Но любая система дрессировки и выбраковки, как бы точна она ни была, не в состоянии охватить весь массив личностных различий, и кто-то ускользнет от нее, а кто-то окажется невосприимчив, а кто-то станет ее убежденным врагом - не потому, что он родился врагом, а сама система сделала из него себе врага; системе, чтобы существовать, нужен враг, ибо без врага не нужна система. Так уж получается, что вакантные места врагов заполняются моментально, такова уж наша природа, и наказание любого виновного в непокорстве системе - как бы ни была сформулирована его вина - служит не к исправлению заблудшего и не к наставлению его на праведный путь, а лишь к сепарации тех, кто поддается принятым методам дрессировки, от тех, кто им не поддается; последние изолируются или уничтожаются, по обстановке. В умелых руках эта система почти безотказна, но часто дрессировщики, увлеченные ее эффективностью, забывают о руках и начинают считать, что безотказность присуща самой системе…
-Очнись, - Хильман толкнул Петера локтем в бок.
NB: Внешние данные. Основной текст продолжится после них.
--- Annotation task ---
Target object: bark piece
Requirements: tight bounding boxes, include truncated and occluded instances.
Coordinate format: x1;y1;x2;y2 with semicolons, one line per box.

-Да, - сказал Петер. - Да, конечно.
-Все увидел? - спросил Хильман, и голос его был странный, совсем не хильмановский голос - скорее голос того Хильмана, что навещал Петера в его бреду, голос, которым тот, призрачный, Хильман требовал доказательств дружбы…
-Пойдем, - сказал Петер.
Они повернулись, и вдруг в спину им ударил крик: «Майор! Генералу скажи - я ни в чем не виноват! Юзеф Поплавски, сапер, - ни в чем не виноват! Генералу! Скажи генералу!» - «Молчи, сука, - негромко, но веско, разом перебив крик, сказали Юзефу Поплавски, саперу. - Молчи, гнида. Из-за тебя весь барак без баланды оставят». - «Эка невидаль - не виноват», - сказал еще кто-то. И кто-то прошептал: «А правда, скажи генералу, пусть разберется…» И тут от двери тонким, прерывающимся голоском кто-то пискнул: «Атанда! Блокфризер идет!» - и Хильман, ухватив Петера за руку, рванул его из барака наружу, и, сразу окунувшись с головой в чистый холодный воздух, Петер понял вдруг, что дышать им не может, он хватал этот воздух ртом, насильно гнал в легкие, но воздух, дистиллированный и разряженный, никак не мог наполнить грудь, и Петер понял, что сейчас задохнется, и страх, такой смертельной силы страх, какой он испытывал едва ли когда еще, обрушился и подмял под себя все; это длилось мгновение, но за это мгновение, показалось Петеру, он успел раствориться и родиться заново, и, когда он вновь ощутил себя таким, какой он есть, то есть стоящим на земле, он понял, что наконец вдохнул, вдохнул полную грудь этого проклятого воздуха и сможет отныне дышать - отныне и далее, до самого конца…
Расстались с Хильманом легко, будто до завтра, но Петер знал, что это насовсем, потому что такое может быть только однажды.